Rocklin went 2-8 last season and rolled Antelope 35-7 behind a stout defensive effort for first-year coach Jason Adams, the program’s longtime defensive coordinator. Christian Awwad had two sacks and an interception return for a score.
Roseville went 3-7 last season and then belted Bear Creek of Stockton 35-0 in Joe Cattolico’s coaching debut with the school after a successful stint in the Elk Grove Unified School District and Pleasant Grove and Sheldon.
Union Mine opened with a 58-0 loss to longtime small-school powerhouse Escalon, and the Diamondbacks competed with their hearts elsewhere.

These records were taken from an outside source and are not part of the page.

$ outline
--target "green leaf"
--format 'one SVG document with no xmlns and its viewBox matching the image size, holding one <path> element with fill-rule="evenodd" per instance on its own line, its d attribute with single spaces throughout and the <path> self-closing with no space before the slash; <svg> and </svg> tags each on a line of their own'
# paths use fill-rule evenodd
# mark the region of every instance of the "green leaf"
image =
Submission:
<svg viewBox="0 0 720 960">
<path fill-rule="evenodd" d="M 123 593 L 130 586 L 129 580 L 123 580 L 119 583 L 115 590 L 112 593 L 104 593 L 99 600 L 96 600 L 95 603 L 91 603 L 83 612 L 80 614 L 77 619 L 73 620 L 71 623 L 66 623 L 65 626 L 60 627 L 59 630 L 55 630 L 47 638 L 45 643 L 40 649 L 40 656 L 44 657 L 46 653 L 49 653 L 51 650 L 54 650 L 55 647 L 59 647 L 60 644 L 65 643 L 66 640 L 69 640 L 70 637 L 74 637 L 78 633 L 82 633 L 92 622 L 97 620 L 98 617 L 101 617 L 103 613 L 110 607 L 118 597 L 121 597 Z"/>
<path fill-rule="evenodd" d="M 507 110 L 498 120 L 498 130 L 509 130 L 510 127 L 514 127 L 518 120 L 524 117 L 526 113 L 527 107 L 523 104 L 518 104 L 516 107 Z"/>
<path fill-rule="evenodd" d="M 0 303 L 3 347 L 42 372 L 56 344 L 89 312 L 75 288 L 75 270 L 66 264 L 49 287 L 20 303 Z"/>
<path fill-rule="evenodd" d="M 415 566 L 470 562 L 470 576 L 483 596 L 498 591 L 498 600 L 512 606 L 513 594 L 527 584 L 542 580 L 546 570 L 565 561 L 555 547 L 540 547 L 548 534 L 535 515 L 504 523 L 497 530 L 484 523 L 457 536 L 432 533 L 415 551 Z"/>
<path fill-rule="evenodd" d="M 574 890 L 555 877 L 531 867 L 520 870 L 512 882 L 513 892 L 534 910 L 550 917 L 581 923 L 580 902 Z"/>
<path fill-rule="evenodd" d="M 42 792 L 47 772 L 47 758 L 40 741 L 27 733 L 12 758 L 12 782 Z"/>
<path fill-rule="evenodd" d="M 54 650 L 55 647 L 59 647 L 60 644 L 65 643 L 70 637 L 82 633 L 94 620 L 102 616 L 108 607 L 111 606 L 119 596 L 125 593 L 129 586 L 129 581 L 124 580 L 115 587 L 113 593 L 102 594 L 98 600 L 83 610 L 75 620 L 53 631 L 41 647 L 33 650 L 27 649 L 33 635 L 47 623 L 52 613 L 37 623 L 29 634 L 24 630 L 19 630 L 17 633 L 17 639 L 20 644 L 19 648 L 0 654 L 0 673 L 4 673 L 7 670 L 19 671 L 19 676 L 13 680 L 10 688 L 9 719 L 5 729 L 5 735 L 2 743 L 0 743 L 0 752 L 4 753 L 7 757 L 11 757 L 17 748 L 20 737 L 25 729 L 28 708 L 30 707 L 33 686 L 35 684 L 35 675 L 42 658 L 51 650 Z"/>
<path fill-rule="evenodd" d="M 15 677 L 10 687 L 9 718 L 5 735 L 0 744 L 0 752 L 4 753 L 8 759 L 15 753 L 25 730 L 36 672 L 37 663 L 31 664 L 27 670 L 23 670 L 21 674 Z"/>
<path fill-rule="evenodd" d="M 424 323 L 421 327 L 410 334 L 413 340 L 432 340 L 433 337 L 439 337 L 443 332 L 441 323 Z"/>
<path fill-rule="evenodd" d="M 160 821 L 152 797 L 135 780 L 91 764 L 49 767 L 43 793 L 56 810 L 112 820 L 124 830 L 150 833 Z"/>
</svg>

Beloved coach Chic Bist, a coaching institution for decades in the foothills, has been hospitalized as he battles pancreatic cancer. He told me a year ago that despite his cancer battles, “I coach because I need to, and if I don’t, I’ll die for sure.”
Bist’s son, Jacob Bist, is the interim coach, made light of an emotionally grinding situation Friday before kickoff when he texted me to say he would do his best to imitate his father’s famed and feared speech, “I will give it my best effort at that growly voice.”
Zach Logue won his coaching debut at Western Sierra Academy, a small school of 609 students in Rocklin in its fifth year.
Logue is the son of Bear River’s coach Logue, a one-time star for his father who caught the coaching bug. His brother, Matt, is the fifth year coach at Selma High in the Central Section, including a 13-1 season in 2016.
“Wow, am I proud of my boys,” Terry Logue said. “They’re great young coaches making a difference.”